Old Home Week

This week I’ve been reliving my childhood–or at least college breaks.

Michael and I are making the lovely town of Sylacauga (population 12,616) our home base for the week, and living in my parents’ basement as we share with friends about our upcoming plans in Asia. This arrangement has some big advantages: just last night, we ate a lovely pot roast, mashed potatoes, black-eyed peas, and a just-pulled-out-of-the-oven chess pie, all courtesy of my mom. Not only are we being babied and spoiled within an inch of our lives, but it has also been a really amazing opportunity for Michael to get to know all of the Knollwood people who have been a part of my life since I was 9.

This has sometimes been surreal. Growing up, I remember many dinners/lunches when my parents invited people to come share a meal and talk with us about what they were doing at the far ends of the earth. A few nights ago, we were sitting around the table in someone else’s dining room–eating rolls and some sort of yummy cheesy dish, laughing at their kids and talking about Asia–when I realized that everything had gotten mixed up. It still seems like I should be the child, listening with perked-up ears to stories of places I have never been. Instead, things have changed and now I am the one doing the talking. Such is life, I suppose.

Often this process of “getting there” can be nerve-wracking. I usually have a twisted knot in my stomach every time I pick up the phone to arrange getting together with someone. That is not about to change. BUT in the midst of my fears and fright, this week (thus far) has reminded me that it is not all about me. Whether I am comfortable or uncomfortable, the most important thing is that the Father is honored.

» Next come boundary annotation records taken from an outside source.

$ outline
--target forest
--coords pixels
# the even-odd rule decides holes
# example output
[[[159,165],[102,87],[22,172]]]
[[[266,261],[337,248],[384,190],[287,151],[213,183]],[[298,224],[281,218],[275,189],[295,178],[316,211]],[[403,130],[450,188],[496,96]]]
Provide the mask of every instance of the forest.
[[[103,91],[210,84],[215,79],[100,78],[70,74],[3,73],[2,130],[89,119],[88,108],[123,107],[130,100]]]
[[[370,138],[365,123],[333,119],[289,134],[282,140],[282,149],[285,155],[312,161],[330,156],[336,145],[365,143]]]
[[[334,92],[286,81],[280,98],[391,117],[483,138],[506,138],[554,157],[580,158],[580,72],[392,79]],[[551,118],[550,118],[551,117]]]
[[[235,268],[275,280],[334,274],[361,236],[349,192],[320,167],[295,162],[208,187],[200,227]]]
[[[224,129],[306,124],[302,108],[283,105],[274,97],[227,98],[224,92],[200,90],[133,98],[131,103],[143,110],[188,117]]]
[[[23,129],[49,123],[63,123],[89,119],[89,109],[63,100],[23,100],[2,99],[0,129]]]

Agghhhh. If only I could remember that next time I go to make a call.

The Waiting Game

For now, this is home.

Soon, this will be.

For now, we’re playing the waiting game.

Not to complain–life is good, very good, and we love both places. But the process of getting from Point A to Point B is frustrating and slow. Much of that is my fault. I want to work, to be productive. Instead, I dither about the house as I try to figure out this process of “getting there.” I know what needs to be done, but it is hard to figure out the how and when of it all.